If the human soul seeks happiness (in the sense of harmony with natural law) as Aristotle seems to maintain, then the things that make us most “happy” are the habits of virtuous living which are in harmony with natural law, and therefore favorable for survival (in the ontological sense). Jesus taught something similar in the section of Scripture known as “The Beatitudes”. He lists reasons for being blessed (happy), all of which suggest that obedience to the natural law of God may result in suffering in this life but will ultimately result in happiness in the next life. For example, “Blessed are you when men shall revile you, and persecute you, and shall say all manner of evil against you falsely, for my sake. Rejoice, and be exceedingly glad; for great is your reward in heaven….” (see Matthew 5:3-12). Being in harmony with natural law is the same as being in harmony with God’s law, for God created natural law by which the universe and everything in it is held together. The closer we ourselves conform to “natural law”, the closer we come to resembling Christ, the teleological end goal that God intends for humanity.

All physical matter was created through the word of God which separated that which exists from chaos (see Genesis 1:1-26). The word of God is the natural law. That which exists must conform to the natural law if it is to continue to exist. For example, an element such plutonium has an atomic structure. So long as the atomic structure conforms to the “law”, by which it was called into being, it exists as plutonium. If you break up the internal atomic structure of plutonium, plutonium ceases to exist. It is no longer in conformity with the law by which plutonium was defined, separated by God’s word, the natural law, out of chaos. Extrapolate this into all that exists, including humanity itself. If humanity goes against the natural law which make us human; i.e., if one engage sin habitual “sin”, not conforming to the natural law by which “human” is defined to be human, or in the biblical sense is defined to be a son or daughter of God, humanity breaks down, decays, entropies, and eventually the human soul is obscured to the point of being lost.

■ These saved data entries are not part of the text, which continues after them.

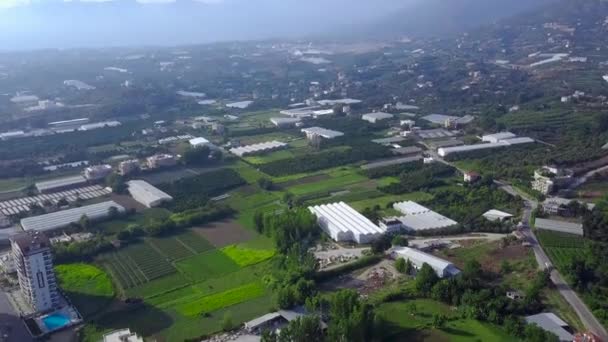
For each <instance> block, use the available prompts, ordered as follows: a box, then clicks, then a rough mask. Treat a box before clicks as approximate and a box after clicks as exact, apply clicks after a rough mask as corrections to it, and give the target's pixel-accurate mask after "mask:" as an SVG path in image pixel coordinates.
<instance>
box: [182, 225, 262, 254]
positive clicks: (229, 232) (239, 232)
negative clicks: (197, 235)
mask: <svg viewBox="0 0 608 342" xmlns="http://www.w3.org/2000/svg"><path fill="white" fill-rule="evenodd" d="M192 233H193V234H196V235H199V236H201V237H202V238H204V239H205V240H206V241H209V242H210V243H211V244H212V245H213V246H215V247H217V248H221V247H225V246H228V245H231V244H237V243H241V242H245V241H249V240H251V239H252V238H253V237H254V233H253V232H251V231H250V230H247V229H245V228H243V227H242V226H241V225H240V224H239V223H238V222H237V221H236V220H224V221H219V222H213V223H208V224H206V225H203V226H201V227H195V228H192ZM201 252H202V251H201Z"/></svg>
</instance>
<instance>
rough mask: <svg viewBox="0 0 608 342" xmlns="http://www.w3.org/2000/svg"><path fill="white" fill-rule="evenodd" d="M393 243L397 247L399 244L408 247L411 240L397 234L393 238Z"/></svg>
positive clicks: (398, 245)
mask: <svg viewBox="0 0 608 342" xmlns="http://www.w3.org/2000/svg"><path fill="white" fill-rule="evenodd" d="M391 244H392V245H393V246H395V247H397V246H399V247H407V246H408V245H409V242H408V240H407V238H406V237H405V236H403V235H397V236H395V237H394V238H393V240H392V241H391Z"/></svg>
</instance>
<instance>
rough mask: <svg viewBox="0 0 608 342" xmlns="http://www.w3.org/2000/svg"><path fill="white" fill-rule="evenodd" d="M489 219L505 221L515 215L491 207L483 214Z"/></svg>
mask: <svg viewBox="0 0 608 342" xmlns="http://www.w3.org/2000/svg"><path fill="white" fill-rule="evenodd" d="M482 216H483V217H485V218H486V219H487V220H489V221H505V220H509V219H511V218H512V217H513V215H511V214H509V213H505V212H504V211H500V210H496V209H490V210H488V211H486V212H485V213H484V214H483V215H482Z"/></svg>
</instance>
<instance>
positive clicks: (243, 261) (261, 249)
mask: <svg viewBox="0 0 608 342" xmlns="http://www.w3.org/2000/svg"><path fill="white" fill-rule="evenodd" d="M222 253H224V254H225V255H227V256H228V257H229V258H230V259H232V261H234V262H235V263H236V264H237V265H239V266H240V267H246V266H250V265H255V264H257V263H260V262H262V261H265V260H268V259H270V258H272V257H273V256H274V254H275V251H274V250H272V249H268V250H264V249H249V248H244V247H241V246H237V245H231V246H226V247H224V248H222Z"/></svg>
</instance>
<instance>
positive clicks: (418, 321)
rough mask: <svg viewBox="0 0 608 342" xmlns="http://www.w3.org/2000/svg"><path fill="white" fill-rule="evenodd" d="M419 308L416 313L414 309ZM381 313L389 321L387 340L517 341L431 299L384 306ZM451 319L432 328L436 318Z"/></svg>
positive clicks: (482, 322) (379, 309)
mask: <svg viewBox="0 0 608 342" xmlns="http://www.w3.org/2000/svg"><path fill="white" fill-rule="evenodd" d="M414 306H415V312H414V313H412V310H411V308H412V307H414ZM377 313H378V315H379V316H380V317H382V318H384V319H385V320H386V321H388V323H389V326H388V327H387V329H385V336H384V339H383V341H429V342H430V341H463V342H464V341H516V340H517V339H515V338H513V337H510V336H509V335H508V334H507V333H506V332H505V331H504V330H502V328H501V327H499V326H496V325H492V324H489V323H483V322H480V321H476V320H472V319H462V318H460V317H459V316H458V315H457V314H456V313H455V312H454V311H453V310H451V308H450V307H449V306H448V305H445V304H443V303H439V302H436V301H433V300H428V299H418V300H411V301H407V302H393V303H385V304H381V305H380V306H379V307H378V310H377ZM437 314H441V315H445V316H446V317H447V318H448V321H447V322H446V323H445V326H444V327H441V328H434V327H433V326H432V323H433V316H434V315H437Z"/></svg>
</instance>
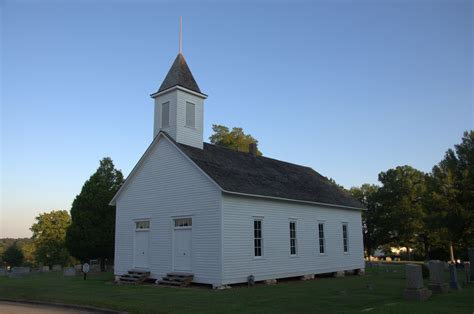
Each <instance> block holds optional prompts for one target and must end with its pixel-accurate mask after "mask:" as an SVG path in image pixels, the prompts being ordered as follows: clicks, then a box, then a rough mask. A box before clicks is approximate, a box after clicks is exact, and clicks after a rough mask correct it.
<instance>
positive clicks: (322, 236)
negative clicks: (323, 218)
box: [318, 222, 326, 254]
mask: <svg viewBox="0 0 474 314" xmlns="http://www.w3.org/2000/svg"><path fill="white" fill-rule="evenodd" d="M318 234H319V254H324V253H326V248H325V247H324V244H325V243H324V242H325V240H324V223H322V222H320V223H318Z"/></svg>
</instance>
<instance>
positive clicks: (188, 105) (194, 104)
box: [184, 101, 196, 129]
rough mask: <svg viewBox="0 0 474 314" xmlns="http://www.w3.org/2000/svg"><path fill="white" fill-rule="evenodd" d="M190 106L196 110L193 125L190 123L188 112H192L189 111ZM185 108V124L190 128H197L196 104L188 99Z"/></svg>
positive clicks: (193, 121) (194, 110)
mask: <svg viewBox="0 0 474 314" xmlns="http://www.w3.org/2000/svg"><path fill="white" fill-rule="evenodd" d="M190 107H192V108H193V111H194V112H193V114H194V117H192V120H193V121H192V125H191V124H188V114H190V113H189V111H188V109H189V108H190ZM185 109H186V112H185V117H184V118H185V121H184V125H185V126H186V127H188V128H192V129H194V128H196V104H193V103H192V102H189V101H187V102H186V108H185ZM189 120H191V119H189Z"/></svg>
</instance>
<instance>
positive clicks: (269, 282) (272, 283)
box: [265, 279, 277, 285]
mask: <svg viewBox="0 0 474 314" xmlns="http://www.w3.org/2000/svg"><path fill="white" fill-rule="evenodd" d="M265 284H266V285H276V284H277V281H276V279H267V280H265Z"/></svg>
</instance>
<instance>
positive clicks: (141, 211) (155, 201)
mask: <svg viewBox="0 0 474 314" xmlns="http://www.w3.org/2000/svg"><path fill="white" fill-rule="evenodd" d="M130 180H131V181H130V182H129V184H128V186H127V187H126V188H125V190H124V191H123V192H122V194H121V195H120V197H119V199H118V200H117V217H116V238H115V274H116V275H121V274H124V273H126V272H127V271H128V270H130V269H132V268H133V267H134V264H133V263H134V237H135V233H136V231H135V220H138V219H144V220H150V231H149V239H150V240H149V258H148V260H149V270H150V272H151V275H152V277H153V278H157V279H159V278H161V277H162V276H164V275H166V273H168V272H171V271H172V270H173V265H172V263H173V228H174V224H173V219H174V218H176V217H179V216H187V217H192V221H193V226H192V259H191V264H192V272H193V273H194V281H195V282H200V283H208V284H219V283H220V279H221V278H220V274H221V263H220V262H221V255H220V254H221V250H220V247H221V231H220V230H221V228H220V226H221V224H220V222H221V211H220V204H221V203H220V195H221V193H220V190H219V189H218V188H217V187H216V186H215V185H214V184H213V183H212V182H211V181H210V180H209V179H208V178H207V177H205V176H204V175H203V174H202V173H201V172H200V170H199V169H198V168H197V167H196V166H194V165H193V164H192V163H191V162H190V161H189V160H188V159H186V157H185V156H183V154H182V153H181V152H180V151H178V149H177V148H176V147H175V146H174V145H173V144H172V143H171V142H170V141H169V140H168V139H166V138H164V137H163V138H161V139H160V140H159V142H158V143H157V144H156V145H155V146H154V147H153V148H152V150H151V151H150V154H149V155H148V157H147V158H145V160H144V162H143V164H142V165H141V166H140V168H139V169H138V171H137V172H136V173H135V175H134V176H133V177H132V178H131V179H130Z"/></svg>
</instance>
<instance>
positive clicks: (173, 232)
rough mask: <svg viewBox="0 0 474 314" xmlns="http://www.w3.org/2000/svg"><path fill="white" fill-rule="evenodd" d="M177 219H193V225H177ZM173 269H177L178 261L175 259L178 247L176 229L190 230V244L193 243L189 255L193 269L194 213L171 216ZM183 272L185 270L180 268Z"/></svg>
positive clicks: (191, 268)
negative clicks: (171, 216) (171, 224)
mask: <svg viewBox="0 0 474 314" xmlns="http://www.w3.org/2000/svg"><path fill="white" fill-rule="evenodd" d="M177 219H191V226H186V227H177V226H176V223H175V221H176V220H177ZM171 224H172V228H171V245H172V246H171V270H172V271H177V270H176V261H175V248H176V246H175V245H176V239H175V231H176V230H190V241H191V243H190V245H191V252H190V255H189V259H190V260H189V268H190V269H189V270H187V271H189V272H192V270H193V226H192V225H193V216H192V215H187V216H173V217H171ZM178 271H181V272H184V271H183V270H178Z"/></svg>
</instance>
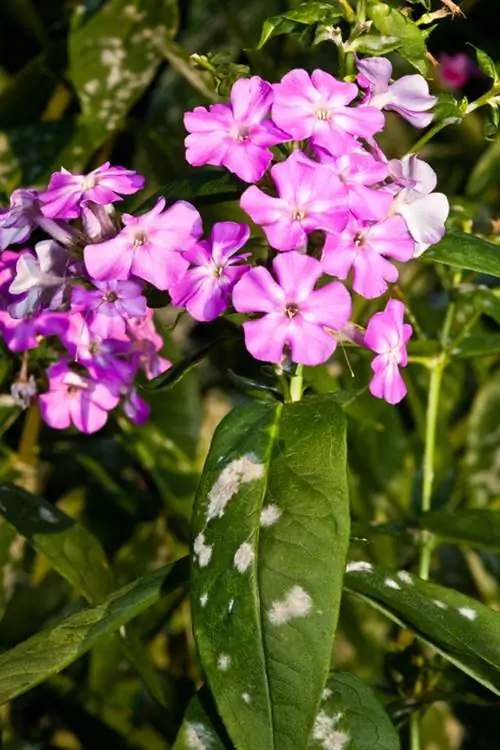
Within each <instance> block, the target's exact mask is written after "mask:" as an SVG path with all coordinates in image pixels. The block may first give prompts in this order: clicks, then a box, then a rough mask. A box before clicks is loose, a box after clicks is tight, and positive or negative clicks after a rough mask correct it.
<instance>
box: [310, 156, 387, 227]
mask: <svg viewBox="0 0 500 750" xmlns="http://www.w3.org/2000/svg"><path fill="white" fill-rule="evenodd" d="M315 152H316V156H317V158H318V161H319V162H320V163H321V164H324V165H325V166H327V167H329V168H330V169H331V170H332V171H333V172H334V173H335V174H336V175H337V177H338V178H339V179H340V180H341V182H343V184H344V185H345V187H346V189H347V193H348V198H349V209H350V211H351V213H353V214H354V216H356V218H358V219H362V220H365V221H379V220H380V219H382V218H384V216H387V213H388V211H389V208H390V205H391V202H392V198H391V196H390V195H389V194H388V193H387V192H386V191H385V190H380V189H377V188H376V187H374V186H376V185H377V184H378V183H382V182H383V181H384V180H385V179H386V178H387V176H388V173H389V170H388V167H387V163H386V162H384V161H380V160H379V159H376V158H375V157H374V156H373V155H372V154H370V153H369V152H368V151H366V149H364V148H362V147H359V148H358V149H355V150H353V151H350V152H349V153H348V154H342V155H341V156H332V155H331V154H330V153H329V152H328V151H326V150H325V149H322V148H316V149H315Z"/></svg>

The concept of natural law is in harmony with both the Bible’s description of the fall of man as described in Genesis, and the redemption of man, as described in the New Testament. It is also similar to Aristotle’s concept of right and wrong, good and evil, as put forth in his Nicomachean Ethics. Now the really interesting thing is that recent secular research supports both the biblical concept of God’s law, and Aristotle’s concept of good and evil. That which is favorable to survival in the ontological sense; referred to by Aristotle as “well-being”, is the good we should be striving to reinforce in both our personal and our institution life.